The Camping Adventure

Lucy was so excited when she heard her dad say they were going camping! She, her brother Alex, and her parents were going to spend a whole week in a wooded area where they could cook under the stars, swim in rivers, and hike all day long. She could hardly wait!

Of course, there were preparations to be made. It was decided that they would take along their family tent. That way, they could all sleep under the same canvas and tell spooky tales about the monsters who might come up and sniff at the tent zippers at night!

“It’ll be hot inside a tent with all of us,” murmured Alex. “I wish we could take our motor home that has air-conditioning.” But Lucy thought their tent was perfect and stout enough to keep out all the monsters of the forest.

Then the question arose about what they would pack. Lucy on her hunting trip out with Carrie, her best friend, had watched the boys shooting frogs with Indian arrows they had made themselves. She had never dreamed of it before, but she decided she would like to learn how to make them, too, and was quite sure they would come in handy in the woods.

“They could catch frogs or help us to cut walking sticks,” she said. She described how the boys had taken green woods, cut shallow slits in one end and bent the wood back, stapling it down with a sharp nail. Thus an arrow was made, and she thought if they had some, Alex could try making them, for he was always making something or other with bits of wood.

Then into the basket went tin plates and zak dishes. There were, of course, a few articles for personal use, a fishing pole, and the chickens that would be needed before they could reach the nearest town.

“We won’t need a drinking vessel,” said father. “We can drink out of our hands in a pinch.” Of course, the back to nature idea suited Lucy, and she was pleased to hear him say so.

“Then let’s take our electric stove,” she said, “and dish things. It’s so easy to clean.”

Father pondered. “They’re better suited for going on picnics. I guess we won’t take them.”

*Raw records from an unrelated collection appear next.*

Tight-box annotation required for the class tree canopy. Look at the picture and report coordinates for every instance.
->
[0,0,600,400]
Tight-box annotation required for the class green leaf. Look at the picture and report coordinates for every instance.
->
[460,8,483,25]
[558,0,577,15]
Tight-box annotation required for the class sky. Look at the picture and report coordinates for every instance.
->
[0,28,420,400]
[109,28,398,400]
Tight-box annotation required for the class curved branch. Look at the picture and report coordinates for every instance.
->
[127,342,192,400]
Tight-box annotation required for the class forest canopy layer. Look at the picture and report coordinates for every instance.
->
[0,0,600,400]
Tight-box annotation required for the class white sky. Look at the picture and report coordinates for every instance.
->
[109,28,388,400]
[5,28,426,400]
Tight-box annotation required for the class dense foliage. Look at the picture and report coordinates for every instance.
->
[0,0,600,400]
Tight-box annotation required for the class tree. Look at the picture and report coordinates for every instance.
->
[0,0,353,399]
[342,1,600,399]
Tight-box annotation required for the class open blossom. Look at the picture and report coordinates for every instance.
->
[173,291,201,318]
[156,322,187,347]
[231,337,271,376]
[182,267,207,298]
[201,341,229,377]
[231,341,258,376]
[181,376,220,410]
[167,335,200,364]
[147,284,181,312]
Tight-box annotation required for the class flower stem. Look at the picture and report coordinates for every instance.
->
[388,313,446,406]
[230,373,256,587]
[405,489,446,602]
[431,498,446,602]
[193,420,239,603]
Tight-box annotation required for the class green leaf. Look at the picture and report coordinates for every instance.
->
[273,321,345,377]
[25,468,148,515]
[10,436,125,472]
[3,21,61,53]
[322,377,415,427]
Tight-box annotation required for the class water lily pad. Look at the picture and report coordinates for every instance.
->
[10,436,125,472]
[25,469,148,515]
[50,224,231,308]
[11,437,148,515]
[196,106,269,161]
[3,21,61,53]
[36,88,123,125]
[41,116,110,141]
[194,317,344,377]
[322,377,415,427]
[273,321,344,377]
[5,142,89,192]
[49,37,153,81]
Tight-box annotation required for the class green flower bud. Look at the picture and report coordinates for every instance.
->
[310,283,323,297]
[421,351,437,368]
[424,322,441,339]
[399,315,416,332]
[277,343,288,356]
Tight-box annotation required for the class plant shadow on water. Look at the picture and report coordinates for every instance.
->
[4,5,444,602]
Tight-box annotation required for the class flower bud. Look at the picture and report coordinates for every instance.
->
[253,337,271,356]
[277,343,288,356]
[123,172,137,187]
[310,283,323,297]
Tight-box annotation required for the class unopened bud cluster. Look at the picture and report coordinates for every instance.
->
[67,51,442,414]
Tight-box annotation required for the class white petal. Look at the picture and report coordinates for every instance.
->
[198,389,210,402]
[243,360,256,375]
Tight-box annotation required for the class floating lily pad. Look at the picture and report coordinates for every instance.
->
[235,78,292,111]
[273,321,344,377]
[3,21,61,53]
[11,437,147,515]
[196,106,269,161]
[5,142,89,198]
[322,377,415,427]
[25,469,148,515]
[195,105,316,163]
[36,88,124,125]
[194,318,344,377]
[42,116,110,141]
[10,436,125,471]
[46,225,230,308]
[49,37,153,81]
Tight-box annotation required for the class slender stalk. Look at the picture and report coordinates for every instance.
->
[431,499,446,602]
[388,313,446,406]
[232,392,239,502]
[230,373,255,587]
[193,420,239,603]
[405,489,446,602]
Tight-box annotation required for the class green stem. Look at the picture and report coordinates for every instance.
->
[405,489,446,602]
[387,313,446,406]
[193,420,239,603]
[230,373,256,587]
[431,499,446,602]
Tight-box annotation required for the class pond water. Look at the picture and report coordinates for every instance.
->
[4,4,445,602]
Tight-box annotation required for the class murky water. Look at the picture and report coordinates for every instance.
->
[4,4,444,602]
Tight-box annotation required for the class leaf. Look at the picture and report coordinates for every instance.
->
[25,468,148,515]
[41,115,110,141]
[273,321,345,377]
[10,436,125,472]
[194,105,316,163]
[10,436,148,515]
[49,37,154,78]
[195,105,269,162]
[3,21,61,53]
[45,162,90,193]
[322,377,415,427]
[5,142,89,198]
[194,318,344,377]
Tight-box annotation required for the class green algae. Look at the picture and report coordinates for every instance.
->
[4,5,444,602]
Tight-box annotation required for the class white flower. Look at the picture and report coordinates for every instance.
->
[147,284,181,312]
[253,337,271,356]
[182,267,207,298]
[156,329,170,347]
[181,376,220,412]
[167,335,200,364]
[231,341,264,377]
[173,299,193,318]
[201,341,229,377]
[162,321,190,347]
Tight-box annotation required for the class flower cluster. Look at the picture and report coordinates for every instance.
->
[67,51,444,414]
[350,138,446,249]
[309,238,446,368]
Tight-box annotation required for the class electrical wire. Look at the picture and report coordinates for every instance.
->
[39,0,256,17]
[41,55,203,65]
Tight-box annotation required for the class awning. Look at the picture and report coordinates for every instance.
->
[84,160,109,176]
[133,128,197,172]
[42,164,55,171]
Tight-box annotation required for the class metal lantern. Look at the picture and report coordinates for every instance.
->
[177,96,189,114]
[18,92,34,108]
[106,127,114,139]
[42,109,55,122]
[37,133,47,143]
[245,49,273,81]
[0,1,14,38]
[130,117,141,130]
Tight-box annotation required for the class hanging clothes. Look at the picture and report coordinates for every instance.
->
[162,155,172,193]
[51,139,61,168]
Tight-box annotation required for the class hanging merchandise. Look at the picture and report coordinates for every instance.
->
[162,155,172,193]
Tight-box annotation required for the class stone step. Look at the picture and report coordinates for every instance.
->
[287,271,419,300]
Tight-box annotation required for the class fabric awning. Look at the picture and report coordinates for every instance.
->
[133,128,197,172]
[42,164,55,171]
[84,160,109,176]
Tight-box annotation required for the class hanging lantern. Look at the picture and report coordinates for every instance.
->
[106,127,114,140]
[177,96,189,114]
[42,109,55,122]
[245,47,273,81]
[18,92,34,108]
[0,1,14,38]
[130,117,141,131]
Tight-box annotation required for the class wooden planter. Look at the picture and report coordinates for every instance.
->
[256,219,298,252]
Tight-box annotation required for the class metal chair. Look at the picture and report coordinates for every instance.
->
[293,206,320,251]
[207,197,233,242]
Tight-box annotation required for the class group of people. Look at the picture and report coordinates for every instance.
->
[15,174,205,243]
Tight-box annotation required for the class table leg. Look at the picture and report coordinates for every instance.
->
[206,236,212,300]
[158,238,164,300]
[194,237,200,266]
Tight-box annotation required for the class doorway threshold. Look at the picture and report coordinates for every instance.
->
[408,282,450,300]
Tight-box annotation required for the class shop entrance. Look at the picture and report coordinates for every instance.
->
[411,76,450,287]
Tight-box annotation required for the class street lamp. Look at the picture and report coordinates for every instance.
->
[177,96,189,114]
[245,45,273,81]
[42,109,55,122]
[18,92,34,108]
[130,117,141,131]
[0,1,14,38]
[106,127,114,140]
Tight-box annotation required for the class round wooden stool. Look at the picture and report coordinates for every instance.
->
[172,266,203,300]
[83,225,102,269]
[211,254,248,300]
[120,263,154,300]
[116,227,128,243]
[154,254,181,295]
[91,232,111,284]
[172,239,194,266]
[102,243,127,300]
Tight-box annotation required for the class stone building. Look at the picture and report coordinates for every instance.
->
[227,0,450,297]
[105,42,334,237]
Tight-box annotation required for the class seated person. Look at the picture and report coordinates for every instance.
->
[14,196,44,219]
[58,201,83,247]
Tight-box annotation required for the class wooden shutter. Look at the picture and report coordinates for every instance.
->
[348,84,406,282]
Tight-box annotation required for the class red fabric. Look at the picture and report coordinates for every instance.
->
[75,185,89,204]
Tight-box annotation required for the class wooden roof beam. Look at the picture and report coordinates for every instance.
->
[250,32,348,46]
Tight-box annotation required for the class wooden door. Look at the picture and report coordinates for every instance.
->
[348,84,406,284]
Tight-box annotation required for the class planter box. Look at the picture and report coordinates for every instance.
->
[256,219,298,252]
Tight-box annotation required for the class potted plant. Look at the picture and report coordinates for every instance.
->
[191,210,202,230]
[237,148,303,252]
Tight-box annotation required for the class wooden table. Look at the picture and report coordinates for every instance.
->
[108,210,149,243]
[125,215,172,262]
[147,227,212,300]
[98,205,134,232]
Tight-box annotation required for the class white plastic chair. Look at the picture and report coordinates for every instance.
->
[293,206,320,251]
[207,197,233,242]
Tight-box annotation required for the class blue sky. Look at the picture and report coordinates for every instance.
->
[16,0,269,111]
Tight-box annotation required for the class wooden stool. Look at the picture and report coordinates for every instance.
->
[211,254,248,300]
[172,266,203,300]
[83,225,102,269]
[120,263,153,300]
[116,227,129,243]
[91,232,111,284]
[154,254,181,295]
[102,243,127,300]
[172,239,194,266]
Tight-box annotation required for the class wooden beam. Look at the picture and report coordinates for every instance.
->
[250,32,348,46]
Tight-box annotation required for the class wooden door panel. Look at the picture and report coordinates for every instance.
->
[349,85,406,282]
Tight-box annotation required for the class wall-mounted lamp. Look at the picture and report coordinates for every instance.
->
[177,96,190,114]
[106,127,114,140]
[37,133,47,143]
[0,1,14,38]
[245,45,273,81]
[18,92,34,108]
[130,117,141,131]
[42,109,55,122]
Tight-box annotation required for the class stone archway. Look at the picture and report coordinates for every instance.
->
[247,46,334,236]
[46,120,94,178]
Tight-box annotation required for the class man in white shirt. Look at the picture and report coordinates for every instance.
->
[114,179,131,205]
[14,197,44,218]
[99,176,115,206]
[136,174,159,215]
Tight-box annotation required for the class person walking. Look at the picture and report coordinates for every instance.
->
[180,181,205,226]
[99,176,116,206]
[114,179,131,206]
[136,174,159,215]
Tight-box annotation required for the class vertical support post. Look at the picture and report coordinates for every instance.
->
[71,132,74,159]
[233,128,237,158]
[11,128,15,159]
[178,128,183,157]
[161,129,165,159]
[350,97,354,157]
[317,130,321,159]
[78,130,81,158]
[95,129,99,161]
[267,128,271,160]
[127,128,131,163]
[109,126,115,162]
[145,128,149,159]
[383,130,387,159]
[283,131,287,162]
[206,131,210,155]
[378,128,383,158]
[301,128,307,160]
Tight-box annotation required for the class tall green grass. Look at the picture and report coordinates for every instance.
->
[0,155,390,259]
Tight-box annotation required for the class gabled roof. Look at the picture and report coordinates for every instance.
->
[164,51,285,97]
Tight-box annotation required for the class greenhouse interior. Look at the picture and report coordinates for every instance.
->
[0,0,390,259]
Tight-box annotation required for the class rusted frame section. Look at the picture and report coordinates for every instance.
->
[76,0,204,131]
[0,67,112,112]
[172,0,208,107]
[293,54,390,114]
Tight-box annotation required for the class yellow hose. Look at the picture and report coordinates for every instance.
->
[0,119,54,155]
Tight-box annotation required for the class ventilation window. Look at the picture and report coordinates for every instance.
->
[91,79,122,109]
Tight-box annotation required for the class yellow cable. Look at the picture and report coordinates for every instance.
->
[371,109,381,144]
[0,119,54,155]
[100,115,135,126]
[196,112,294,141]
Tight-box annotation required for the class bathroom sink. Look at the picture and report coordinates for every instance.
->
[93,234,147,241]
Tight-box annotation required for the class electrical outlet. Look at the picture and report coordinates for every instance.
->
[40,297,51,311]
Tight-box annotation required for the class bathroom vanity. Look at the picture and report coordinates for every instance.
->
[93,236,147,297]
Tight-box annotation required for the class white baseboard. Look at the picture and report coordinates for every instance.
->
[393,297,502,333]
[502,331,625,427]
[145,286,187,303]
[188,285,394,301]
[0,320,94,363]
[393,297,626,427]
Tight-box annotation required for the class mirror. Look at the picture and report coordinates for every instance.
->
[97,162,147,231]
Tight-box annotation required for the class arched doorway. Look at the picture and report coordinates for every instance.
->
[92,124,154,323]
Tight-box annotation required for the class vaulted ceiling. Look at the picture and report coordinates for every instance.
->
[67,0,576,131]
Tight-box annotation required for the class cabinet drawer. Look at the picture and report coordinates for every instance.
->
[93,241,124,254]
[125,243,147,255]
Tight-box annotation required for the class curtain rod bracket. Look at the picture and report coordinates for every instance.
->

Lucy sighed, but said no more.

“And you might also leave out the pickaxe,” added mother. “Are you planning to excavate the whole place?”

So they did without the electric stove and pickaxe.

On the day before their journey all was in readiness, and father, mother, Alex, and Lucy piled into the car with a sleeping bag apiece and half the things they had packed needing their hands to carry them.

“I suppose the bicycle is strapped onto the back,” shouted mother.

“No, it isn’t,” screamed father, just as he made the turn for the road where they could pick up Billy. “I clean forgot it. We’ll have to go back or attend to that part of the business on our way and come back here tomorrow.”

Their first camp was, of course, made under a big maple tree. Besides the bicycles, which they had obtained on the way, father had brought along one of the little ones from before. He and Alex paid no more attention to Lucy than if she had not been there. Quite beyond the bounds of reason is the demands put on the parents of children of the present day!

There was the tent pegs to be hammered in, the tent to be set and swept, the dishes washed and wiped, the camp-fires made and cooking done, and Lucy, the little unaccustomed, was expected to help out in every possible way. With her big sun-hat on and an aunt in each hand she launched her into the water at the appointed place; stowed her mother in on a smooth river bank; and got back to father, who had pitched their tent and washed and wiped the dishes, and was now busy measuring the choicest spots for tents out of copies of the boys’ model magazine. He soon began to sniff.

“Heyday,” he exclaimed, “are we not cooking our supper?”

Lucy looked about her. Right under her nose were the potatoes, onions, and beets dad had bought up and started cooking for supper two hours before! She quickly darted for them to find them just a trifle burnt, which was the last straw. Everything was just so! And why could she not have had a cheerier father!

Thus things continued for several days, with everyone grumbling over this or that excepting father, smiling under the worst of circumstances. But at the end of the week, when they were about to start on their return journey, they had to confess to themselves that in spite of it all they had enjoyed their week to the full.